Playgrounds shouldn’t be built on GRASS??? That is what the article quotes a “safety commission” as concluding!

AMEN, sistah!!

Lenore ends with this:

This is pretty much  our view of everything where kids are concerned now. No route to school is safe enough. No bus stop is safe enough. No toy or bottle or crib is safe enough. And no playground is safe enough, even if the kid is there with mom, dad and the National Guard. And they brought along a big swatch of shag carpeting to play on. “Microsize risks” look giant to us because we are shrunken with fear. Until we see them for what they are, we will fear  everything:  trees, air, grass and dirt. Not to mention swings.

I think the reason my daughter’s list of playground rules bugs me so much is that I work very hard to control my helicoptering, over-protective tendencies. Last weekend, I was very proud to be the only parent sitting on a playground bench, rather than shadowing my child as he/she climbed, slid and jumped off swings.

(What is with the “No jumping off swings” anyway? How can you swing and not jump off? It’s like telling a former teen of the 80s not to rollerskate to I Love Rock & Roll.)

I guess I should be grateful they apparently will be using the playground.

Last year, every time I drove by the school during recess, the kids were milling around on the asphalt parking lot. (No, running, chasing or roughhousing, per the rules, of course.)

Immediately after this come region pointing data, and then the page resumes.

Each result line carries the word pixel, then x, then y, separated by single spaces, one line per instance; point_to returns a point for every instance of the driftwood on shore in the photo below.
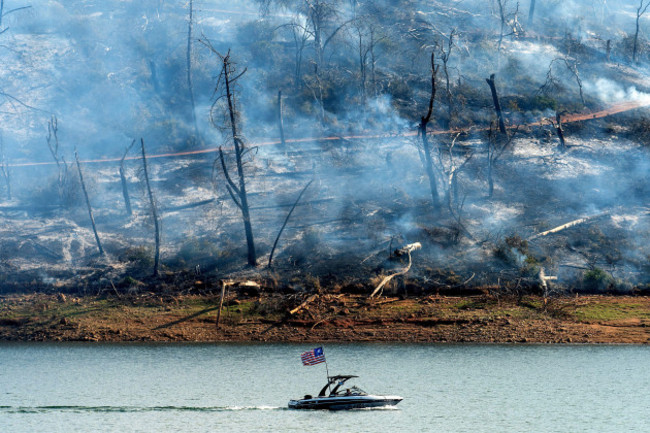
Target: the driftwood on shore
pixel 304 304
pixel 568 225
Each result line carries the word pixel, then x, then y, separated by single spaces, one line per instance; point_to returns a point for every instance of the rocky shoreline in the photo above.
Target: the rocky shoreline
pixel 476 319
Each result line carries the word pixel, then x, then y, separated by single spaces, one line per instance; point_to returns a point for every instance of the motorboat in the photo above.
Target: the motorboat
pixel 341 397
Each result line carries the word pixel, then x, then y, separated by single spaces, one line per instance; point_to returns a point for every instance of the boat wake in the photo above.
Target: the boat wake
pixel 130 409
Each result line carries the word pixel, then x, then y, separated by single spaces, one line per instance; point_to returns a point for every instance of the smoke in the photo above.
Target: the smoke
pixel 116 71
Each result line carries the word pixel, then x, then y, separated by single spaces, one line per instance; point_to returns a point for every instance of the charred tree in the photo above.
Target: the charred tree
pixel 559 130
pixel 4 167
pixel 640 11
pixel 226 102
pixel 125 188
pixel 190 86
pixel 281 118
pixel 154 212
pixel 90 209
pixel 497 105
pixel 496 146
pixel 428 161
pixel 444 56
pixel 53 145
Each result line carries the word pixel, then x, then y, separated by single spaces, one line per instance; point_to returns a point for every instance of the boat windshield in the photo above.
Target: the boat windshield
pixel 355 390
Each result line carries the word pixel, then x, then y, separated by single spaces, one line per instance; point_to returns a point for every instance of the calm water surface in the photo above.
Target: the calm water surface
pixel 201 388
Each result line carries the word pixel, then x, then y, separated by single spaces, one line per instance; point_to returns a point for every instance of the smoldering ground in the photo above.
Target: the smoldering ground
pixel 111 73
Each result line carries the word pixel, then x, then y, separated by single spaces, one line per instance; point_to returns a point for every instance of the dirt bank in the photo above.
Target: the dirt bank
pixel 479 319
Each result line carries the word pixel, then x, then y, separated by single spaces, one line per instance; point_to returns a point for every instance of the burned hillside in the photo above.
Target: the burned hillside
pixel 510 139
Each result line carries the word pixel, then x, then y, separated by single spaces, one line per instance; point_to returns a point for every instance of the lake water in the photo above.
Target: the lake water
pixel 245 388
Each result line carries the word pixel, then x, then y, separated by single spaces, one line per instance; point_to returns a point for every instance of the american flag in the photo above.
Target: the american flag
pixel 313 357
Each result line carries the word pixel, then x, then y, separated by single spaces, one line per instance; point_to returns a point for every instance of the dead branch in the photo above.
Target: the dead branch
pixel 90 209
pixel 125 190
pixel 307 301
pixel 154 212
pixel 286 220
pixel 568 225
pixel 404 250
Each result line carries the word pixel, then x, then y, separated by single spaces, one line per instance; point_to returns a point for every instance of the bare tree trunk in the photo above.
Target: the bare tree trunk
pixel 125 189
pixel 531 13
pixel 435 199
pixel 53 144
pixel 154 212
pixel 490 161
pixel 497 105
pixel 189 67
pixel 560 131
pixel 90 209
pixel 223 292
pixel 281 118
pixel 286 220
pixel 237 191
pixel 241 189
pixel 4 166
pixel 639 13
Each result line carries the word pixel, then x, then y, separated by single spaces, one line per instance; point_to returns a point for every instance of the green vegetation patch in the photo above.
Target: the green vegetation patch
pixel 609 311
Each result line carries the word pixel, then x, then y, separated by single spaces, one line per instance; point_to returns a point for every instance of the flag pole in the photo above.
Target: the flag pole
pixel 328 373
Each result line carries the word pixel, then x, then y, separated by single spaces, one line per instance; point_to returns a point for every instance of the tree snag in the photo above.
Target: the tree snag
pixel 643 7
pixel 4 167
pixel 531 13
pixel 190 86
pixel 559 130
pixel 281 118
pixel 497 105
pixel 226 101
pixel 286 220
pixel 125 189
pixel 90 209
pixel 154 212
pixel 422 130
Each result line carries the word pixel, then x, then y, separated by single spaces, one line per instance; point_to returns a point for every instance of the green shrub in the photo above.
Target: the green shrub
pixel 597 280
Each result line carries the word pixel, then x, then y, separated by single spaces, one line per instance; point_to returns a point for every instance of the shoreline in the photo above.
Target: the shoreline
pixel 147 318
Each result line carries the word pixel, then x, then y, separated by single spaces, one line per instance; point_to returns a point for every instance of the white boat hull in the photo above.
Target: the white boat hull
pixel 345 402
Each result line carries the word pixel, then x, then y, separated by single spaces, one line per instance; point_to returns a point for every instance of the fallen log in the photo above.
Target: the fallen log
pixel 304 304
pixel 568 225
pixel 404 250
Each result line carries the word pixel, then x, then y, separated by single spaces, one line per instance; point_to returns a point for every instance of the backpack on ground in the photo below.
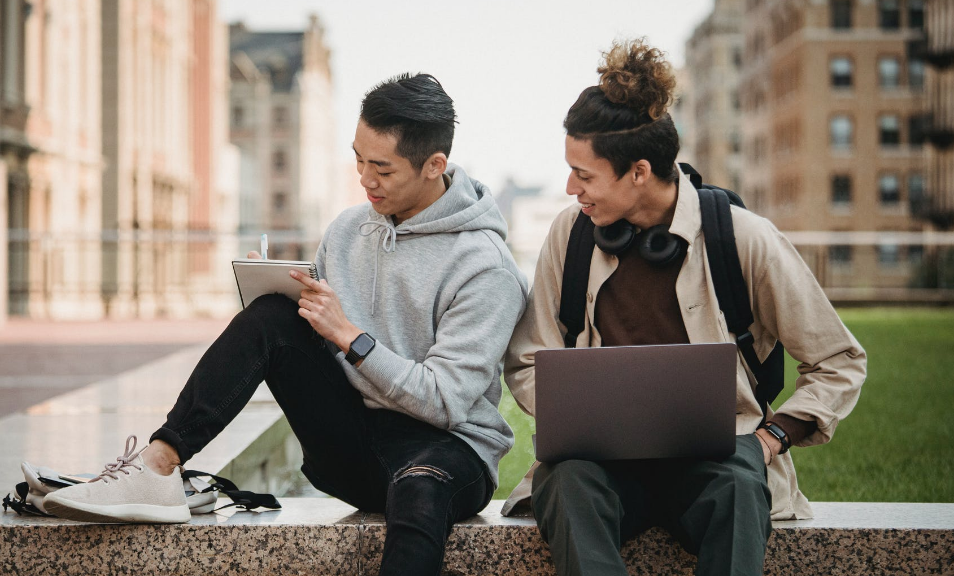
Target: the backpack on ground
pixel 727 279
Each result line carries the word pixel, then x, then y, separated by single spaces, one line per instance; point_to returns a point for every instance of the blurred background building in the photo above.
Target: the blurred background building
pixel 143 144
pixel 121 195
pixel 282 124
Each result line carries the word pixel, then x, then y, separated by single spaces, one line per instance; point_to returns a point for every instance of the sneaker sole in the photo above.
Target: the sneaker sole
pixel 119 513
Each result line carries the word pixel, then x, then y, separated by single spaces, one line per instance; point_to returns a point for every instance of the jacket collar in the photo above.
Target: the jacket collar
pixel 687 219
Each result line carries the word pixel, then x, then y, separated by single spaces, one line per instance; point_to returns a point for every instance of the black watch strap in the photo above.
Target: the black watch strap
pixel 776 430
pixel 360 348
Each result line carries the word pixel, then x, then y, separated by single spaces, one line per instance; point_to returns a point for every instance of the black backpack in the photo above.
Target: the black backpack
pixel 727 279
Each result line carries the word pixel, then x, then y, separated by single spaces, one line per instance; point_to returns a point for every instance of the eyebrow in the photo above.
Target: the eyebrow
pixel 375 162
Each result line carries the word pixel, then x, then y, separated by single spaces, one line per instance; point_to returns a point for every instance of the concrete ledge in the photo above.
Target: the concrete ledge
pixel 327 537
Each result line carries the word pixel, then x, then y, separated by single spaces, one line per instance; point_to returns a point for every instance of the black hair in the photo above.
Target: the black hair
pixel 417 111
pixel 624 118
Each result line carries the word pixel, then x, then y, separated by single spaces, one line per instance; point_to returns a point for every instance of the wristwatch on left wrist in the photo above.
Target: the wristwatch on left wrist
pixel 360 348
pixel 779 434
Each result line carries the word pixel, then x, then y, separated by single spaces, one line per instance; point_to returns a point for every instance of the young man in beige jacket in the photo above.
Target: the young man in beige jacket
pixel 621 146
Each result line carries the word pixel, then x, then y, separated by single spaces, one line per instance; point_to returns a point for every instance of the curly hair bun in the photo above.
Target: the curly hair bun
pixel 637 76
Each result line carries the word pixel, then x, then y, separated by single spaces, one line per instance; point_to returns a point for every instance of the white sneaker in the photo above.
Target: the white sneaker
pixel 127 491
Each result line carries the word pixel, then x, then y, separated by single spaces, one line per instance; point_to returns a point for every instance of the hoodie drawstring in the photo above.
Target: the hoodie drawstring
pixel 388 238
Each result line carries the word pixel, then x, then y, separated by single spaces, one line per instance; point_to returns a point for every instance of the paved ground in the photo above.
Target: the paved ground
pixel 41 359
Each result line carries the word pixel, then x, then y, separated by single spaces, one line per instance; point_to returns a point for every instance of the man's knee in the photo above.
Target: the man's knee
pixel 271 310
pixel 420 494
pixel 571 482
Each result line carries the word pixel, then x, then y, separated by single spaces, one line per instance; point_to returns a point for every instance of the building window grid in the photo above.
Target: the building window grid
pixel 889 255
pixel 889 191
pixel 842 70
pixel 840 255
pixel 916 74
pixel 841 190
pixel 889 130
pixel 889 72
pixel 840 131
pixel 841 14
pixel 916 14
pixel 889 14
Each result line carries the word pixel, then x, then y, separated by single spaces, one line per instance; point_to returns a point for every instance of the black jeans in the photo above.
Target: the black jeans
pixel 718 510
pixel 423 478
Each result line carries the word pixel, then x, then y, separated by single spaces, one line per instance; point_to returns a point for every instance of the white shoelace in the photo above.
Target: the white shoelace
pixel 112 470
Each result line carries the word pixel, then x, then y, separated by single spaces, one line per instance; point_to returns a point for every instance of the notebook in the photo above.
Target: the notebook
pixel 256 277
pixel 636 402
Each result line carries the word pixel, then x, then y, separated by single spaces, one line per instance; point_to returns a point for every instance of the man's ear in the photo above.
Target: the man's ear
pixel 435 166
pixel 641 172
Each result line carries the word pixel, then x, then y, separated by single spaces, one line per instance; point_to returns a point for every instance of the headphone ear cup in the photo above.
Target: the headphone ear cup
pixel 660 248
pixel 615 238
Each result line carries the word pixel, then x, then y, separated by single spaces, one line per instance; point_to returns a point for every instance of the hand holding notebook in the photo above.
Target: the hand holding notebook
pixel 256 277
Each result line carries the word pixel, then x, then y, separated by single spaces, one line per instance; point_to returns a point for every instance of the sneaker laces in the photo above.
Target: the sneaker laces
pixel 112 470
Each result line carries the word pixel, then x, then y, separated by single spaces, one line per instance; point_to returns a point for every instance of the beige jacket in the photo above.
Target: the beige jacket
pixel 788 305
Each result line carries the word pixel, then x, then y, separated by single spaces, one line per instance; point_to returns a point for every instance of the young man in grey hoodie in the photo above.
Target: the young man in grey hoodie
pixel 388 369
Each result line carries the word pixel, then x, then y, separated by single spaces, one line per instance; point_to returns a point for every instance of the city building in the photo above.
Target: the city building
pixel 162 136
pixel 713 109
pixel 938 51
pixel 281 120
pixel 50 139
pixel 833 136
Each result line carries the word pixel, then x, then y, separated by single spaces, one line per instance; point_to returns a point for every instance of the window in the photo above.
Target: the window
pixel 841 14
pixel 916 254
pixel 278 161
pixel 916 74
pixel 889 255
pixel 840 129
pixel 889 72
pixel 841 71
pixel 915 13
pixel 888 189
pixel 841 190
pixel 278 201
pixel 238 116
pixel 889 14
pixel 917 130
pixel 889 130
pixel 839 255
pixel 916 196
pixel 279 117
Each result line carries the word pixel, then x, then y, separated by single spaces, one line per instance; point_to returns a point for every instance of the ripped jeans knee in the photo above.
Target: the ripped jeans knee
pixel 412 470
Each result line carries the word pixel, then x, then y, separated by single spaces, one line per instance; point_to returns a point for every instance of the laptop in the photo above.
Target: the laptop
pixel 636 402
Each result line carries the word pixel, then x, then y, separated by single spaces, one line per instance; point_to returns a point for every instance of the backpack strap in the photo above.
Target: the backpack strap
pixel 242 498
pixel 576 276
pixel 733 295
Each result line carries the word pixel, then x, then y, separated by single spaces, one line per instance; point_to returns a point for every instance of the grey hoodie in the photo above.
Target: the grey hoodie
pixel 441 294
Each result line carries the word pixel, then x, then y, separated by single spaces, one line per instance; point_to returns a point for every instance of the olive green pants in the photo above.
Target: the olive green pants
pixel 718 510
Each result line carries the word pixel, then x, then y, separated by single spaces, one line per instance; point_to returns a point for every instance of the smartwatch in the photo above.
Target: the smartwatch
pixel 780 435
pixel 360 348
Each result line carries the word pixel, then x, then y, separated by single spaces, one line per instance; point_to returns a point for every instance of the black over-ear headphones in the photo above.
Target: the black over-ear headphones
pixel 656 245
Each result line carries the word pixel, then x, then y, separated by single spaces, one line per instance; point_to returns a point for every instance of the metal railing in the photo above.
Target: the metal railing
pixel 47 271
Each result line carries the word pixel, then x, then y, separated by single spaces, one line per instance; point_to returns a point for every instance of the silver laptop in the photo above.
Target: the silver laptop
pixel 635 402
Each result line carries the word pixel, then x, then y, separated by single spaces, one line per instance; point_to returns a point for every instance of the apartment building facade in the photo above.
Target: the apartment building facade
pixel 281 120
pixel 834 131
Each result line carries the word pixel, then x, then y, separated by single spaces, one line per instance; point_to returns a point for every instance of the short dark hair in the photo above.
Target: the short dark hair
pixel 417 111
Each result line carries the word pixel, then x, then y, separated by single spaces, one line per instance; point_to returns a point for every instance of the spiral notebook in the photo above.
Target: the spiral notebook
pixel 256 277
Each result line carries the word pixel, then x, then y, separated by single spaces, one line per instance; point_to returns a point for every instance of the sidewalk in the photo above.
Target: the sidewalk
pixel 87 415
pixel 41 359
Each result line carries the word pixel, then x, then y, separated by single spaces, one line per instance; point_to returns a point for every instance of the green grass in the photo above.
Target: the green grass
pixel 898 443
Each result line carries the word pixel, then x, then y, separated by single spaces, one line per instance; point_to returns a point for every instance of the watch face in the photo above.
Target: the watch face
pixel 362 345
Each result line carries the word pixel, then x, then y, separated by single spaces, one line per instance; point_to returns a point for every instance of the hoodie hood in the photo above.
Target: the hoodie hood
pixel 466 205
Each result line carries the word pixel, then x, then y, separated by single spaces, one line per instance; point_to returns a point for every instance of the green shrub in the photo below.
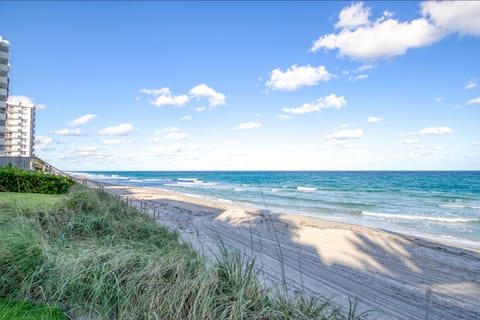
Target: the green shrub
pixel 19 180
pixel 95 257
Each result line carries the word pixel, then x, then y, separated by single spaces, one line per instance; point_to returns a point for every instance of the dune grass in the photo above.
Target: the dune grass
pixel 21 310
pixel 93 256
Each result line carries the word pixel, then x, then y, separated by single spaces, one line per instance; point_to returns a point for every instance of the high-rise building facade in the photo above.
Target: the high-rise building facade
pixel 17 116
pixel 20 128
pixel 4 46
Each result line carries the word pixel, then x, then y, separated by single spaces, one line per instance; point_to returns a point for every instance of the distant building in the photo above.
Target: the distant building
pixel 20 128
pixel 4 67
pixel 17 115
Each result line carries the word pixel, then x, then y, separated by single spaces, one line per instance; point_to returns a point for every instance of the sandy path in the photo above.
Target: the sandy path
pixel 400 277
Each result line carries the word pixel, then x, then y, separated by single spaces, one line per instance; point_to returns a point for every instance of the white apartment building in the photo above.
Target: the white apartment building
pixel 20 129
pixel 17 116
pixel 4 67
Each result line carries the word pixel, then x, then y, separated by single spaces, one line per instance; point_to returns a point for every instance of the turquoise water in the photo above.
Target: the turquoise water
pixel 438 204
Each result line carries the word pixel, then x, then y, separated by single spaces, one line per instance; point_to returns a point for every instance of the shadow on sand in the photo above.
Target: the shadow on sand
pixel 399 277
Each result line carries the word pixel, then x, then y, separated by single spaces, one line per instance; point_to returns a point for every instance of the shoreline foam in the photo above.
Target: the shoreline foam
pixel 391 273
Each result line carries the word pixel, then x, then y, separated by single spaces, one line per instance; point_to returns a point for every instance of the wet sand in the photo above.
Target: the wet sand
pixel 397 276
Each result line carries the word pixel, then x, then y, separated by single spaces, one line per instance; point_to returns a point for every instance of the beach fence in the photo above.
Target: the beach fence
pixel 141 205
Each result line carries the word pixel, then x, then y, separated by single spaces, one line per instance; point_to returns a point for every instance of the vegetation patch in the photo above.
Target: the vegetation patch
pixel 93 256
pixel 18 180
pixel 21 310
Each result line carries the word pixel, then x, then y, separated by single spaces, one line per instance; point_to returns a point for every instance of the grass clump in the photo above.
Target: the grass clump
pixel 21 310
pixel 93 256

“Don’t you ever play on the playground?” I asked Tootie.

“No,” she said.

“Why not?” I pressed.

“I don’t know. We just don’t.”

At the next parent-teacher conference, I asked her teacher about it. Mrs. H., whom we loved, explained that if there weren’t enough parent volunteers at lunch and recess, the kids couldn’t use the playground. I could tell from her tone and expression that she thought the children needed to be on the playground, rather than congregating on blacktop.

My first reaction was: Why is the school so dependent on parent volunteers for lunch and recess duty in a day and age when so many families have two working parents?

I’m sure what all this boils down to is a fear of liability.

Clearly, schools now feel compelled to cordon off yet another fundamental part of childhood.

Makes me wonder when they’ll ban recess altogether. I mean, who knows when some willful child will decide to skip across the asphalt and skin a knee?